We showed that the number of binary trees with \(N\) nodes is the Catalan numbers. It is also the number of valid push/pop sequences for \(N\) elements.
Both were derived very differently: One with generating functions and the other using a counting technique. How is it they are the same?
To answer this, let me modify the definition of a node to be that of an internal node. In this binary tree, leaves are not considered nodes, and every node either has other nodes as children, or has a leaf, or a mixture of the two. The tree is necessarily complete. When we speak of the size of this tree, we count only the (internal) nodes.
As a concrete example, consider the following:
Let’s pretend we don’t know that addition is commutative and associative. We could replace \(+\) with any arbitrary binary operator.
The expression above can be evaluated in many ways:
- \((((a+b)+c)+d)\)
- \(((a+b)+(c+d))\)
- \(((a+(b+c))+d)\)
- \((a+((b+c)+d))\)
- \((a+(b+(c+d)))\)
We can represent each of these as a tree: The operations will be the internal nodes, and \(a,b,c,d\) are the leaf nodes.
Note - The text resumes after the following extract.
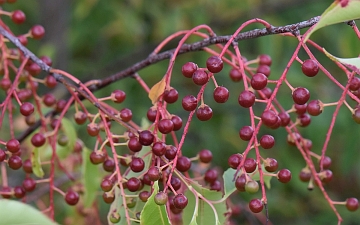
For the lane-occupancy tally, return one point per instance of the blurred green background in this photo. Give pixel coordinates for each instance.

These correspond to the following trees:
[1, 0, 1, 0, 1, 0]
(((a+b)+c)+d)
o
/
o
/
o
[1, 0, 1, 1, 0, 0]
(((a+b)+c)+d)
o
/ \
o o
[1, 1, 0, 0, 1, 0]
((a+(b+c))+d)
o
/
o
\
o
[1, 1, 0, 1, 0, 0]
(a+((b+c)+d))
o
\
o
/
o
[1, 1, 1, 0, 0, 0]
(a+(b+(c+d)))
o
\
o
\
o
In the trees above, the nodes represent the \(+\) operation. Each node with less than 2 children has one of the leaf nodes attached (not shown).
Take the last example: The bottom node will have \(c\) as its left child, and \(d\) as its right.
So how can we relate these to push/pop sequences? Consider the sequence [1, 0, 1, 1, 0, 0] where 1 is a push and 0 is a pop. We start with a leaf node. Now for every 1 we see (including the first 1), we push a leaf node onto the stack. Every time we see a 0, we pop the last two nodes (leaf or internal), create an internal node, and make the two nodes we popped into its children, and pop this new node back in.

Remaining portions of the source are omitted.